SMILE OF THE DAY: Being that this bulletin was inspired by broadcaster Roy Noble, today I just happened to read again the following by Paul Donovan of The Sunday Times (I think), a column called Radio Waves carrying the headline Foot in mouth: More recently, a Radio Scotland presenter asked a bemused Joshua Rozenberg, in a discussion concerning Lady McCartney’s reported plans for litigation against certain newspapers, “Who is Heather Mills shagging?”, before hastily correcting that to “suing”. In March, the presenter Sadie Nine, of BBC Radio Essex, in a conversation about the large number of green parakeets in Greater London, observed that she did like a “cockatoo”; some mistook this for three words rather than one, and the BBC wheeled out an apologetic statement. My favourite, both for its sheer simplicity and for Nicky Campbell’s adroit handling of it, occurred in 2004. Radio 5 Live’s breakfast co-host was interviewing a huntsman in Kent, a county whose name proved tricky. The conversation went like this: NC: “Georgie Worsley is Master of the Old Surrey and Burstow and West C*** Hunt, and is out hunting this morning in Lingfield. Good morning!” GW: “Good morning to you.

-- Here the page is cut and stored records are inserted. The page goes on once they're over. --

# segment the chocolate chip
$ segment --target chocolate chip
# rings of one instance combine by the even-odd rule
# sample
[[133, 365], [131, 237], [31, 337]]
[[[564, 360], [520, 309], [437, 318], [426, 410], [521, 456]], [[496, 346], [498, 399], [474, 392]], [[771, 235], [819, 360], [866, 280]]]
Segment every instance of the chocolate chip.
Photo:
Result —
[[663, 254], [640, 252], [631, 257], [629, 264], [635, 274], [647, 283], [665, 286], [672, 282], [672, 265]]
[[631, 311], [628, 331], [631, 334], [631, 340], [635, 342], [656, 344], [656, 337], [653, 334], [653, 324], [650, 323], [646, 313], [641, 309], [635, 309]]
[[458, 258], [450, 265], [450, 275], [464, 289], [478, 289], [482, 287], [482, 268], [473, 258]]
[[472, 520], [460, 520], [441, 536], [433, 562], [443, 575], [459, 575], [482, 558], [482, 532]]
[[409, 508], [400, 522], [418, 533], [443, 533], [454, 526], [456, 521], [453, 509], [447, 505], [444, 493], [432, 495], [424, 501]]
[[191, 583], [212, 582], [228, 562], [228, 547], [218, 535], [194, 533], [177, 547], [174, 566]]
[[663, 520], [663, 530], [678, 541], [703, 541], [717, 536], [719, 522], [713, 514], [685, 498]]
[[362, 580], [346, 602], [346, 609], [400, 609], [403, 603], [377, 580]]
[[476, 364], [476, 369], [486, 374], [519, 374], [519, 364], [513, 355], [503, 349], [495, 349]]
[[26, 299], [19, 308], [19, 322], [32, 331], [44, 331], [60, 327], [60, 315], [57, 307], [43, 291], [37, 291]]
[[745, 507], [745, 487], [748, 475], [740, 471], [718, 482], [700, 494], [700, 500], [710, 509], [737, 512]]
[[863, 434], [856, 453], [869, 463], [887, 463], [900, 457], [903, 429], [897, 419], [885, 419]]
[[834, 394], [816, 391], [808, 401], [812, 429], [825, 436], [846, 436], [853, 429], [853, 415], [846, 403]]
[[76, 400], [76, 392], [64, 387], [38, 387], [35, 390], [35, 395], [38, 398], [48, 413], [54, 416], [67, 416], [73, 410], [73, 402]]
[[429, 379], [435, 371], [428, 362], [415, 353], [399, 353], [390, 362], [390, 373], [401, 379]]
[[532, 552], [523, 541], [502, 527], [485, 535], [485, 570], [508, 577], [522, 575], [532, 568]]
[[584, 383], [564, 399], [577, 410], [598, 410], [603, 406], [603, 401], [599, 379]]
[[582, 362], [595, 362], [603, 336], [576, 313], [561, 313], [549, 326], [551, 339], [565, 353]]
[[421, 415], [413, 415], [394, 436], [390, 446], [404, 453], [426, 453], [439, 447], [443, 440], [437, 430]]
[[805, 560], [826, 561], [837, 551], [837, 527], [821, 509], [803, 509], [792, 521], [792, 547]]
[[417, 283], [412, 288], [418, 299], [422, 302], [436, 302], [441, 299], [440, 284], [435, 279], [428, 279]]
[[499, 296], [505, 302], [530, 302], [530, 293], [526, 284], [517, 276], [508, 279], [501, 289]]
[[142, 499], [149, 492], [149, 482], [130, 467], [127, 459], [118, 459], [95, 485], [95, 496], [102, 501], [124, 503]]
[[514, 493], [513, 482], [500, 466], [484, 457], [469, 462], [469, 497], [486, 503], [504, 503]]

That was a bit of a slip, wasn’t it?” NC: “It was. I do apologise for that. It’s very early in the morning, and these things do happen, and I feel exceptionally embarrassed...” Goodnight Dai Version and all at the Asterisk Bar at the Crazy Horsepower Saloon. Goodnight Hubie.


SUNDAY, JANUARY 20, 2008
HANDS UP
ALL THOSE PRESENT AND CORRECT

Someone recently enquired how many visitors pass through my parlour. Truth to tell, I haven’t a clue. And therein lurks a tale. Last March when I set up this little project I asked the computer folk who hold my hand regarding all things technical about having a counter. Andrew drew a sharp breath, the sort motor mechanics do when studying the engine of your car: “I advise against,” he cautiously said, “at least initially, because you may well find that you’ll only be getting a couple or so visitors a week and perhaps that won’t do your confidence any favours – but if you insist, no problems.” That turned out to be a wonderful slice of advice, and probably explains why most bloggers fall by the wayside rather quickly. For all I know nobody visits the sites – well, no, that’s not true because I know I have one regular visitor! Since the word go I kept telling those I know of my adventure, and of course most were already familiar with my style of writing and photography from my varied correspondence with various newspapers. But what did become quickly apparent was that without media exposure it’s all a bit of a lottery. Also, whereas newspaper buyers regularly buy and get into the habit of flicking through and looking for what they’re familiar with, clicking onto a web site is a whole different routine which does not come naturally. So I decided from the off that I would simple write about the things that please and delight me – oh, and occasionally leave me gobsmacked (what a wonderfully horrid and perfect sounding word that is for the awful things of life). In other words I would write simply for my own pleasure, full stop.

When I began this particular site it started off as a straightforward blog, but gradually I started adding photographs. Then I changed tack. I’ve kept a diary for many a year: not a personal, Dear Hubie, sort of thing, but a straightforward record of where I’ve been, who I’ve met and if anything of particular note happened – just a few brief words. And of course I record the one thing that made me smile the most that day. Not only that but I cut out anything from newspapers or magazines that really catch my eye or tickle my fancy. In fact, it isn’t really a diary at all but a scrapbook with added comments. And of course this has now turned into an electronic diary, an online scrapbook, which means that instead of printing off snaps or cutting items out of newspapers, I now paste them in here.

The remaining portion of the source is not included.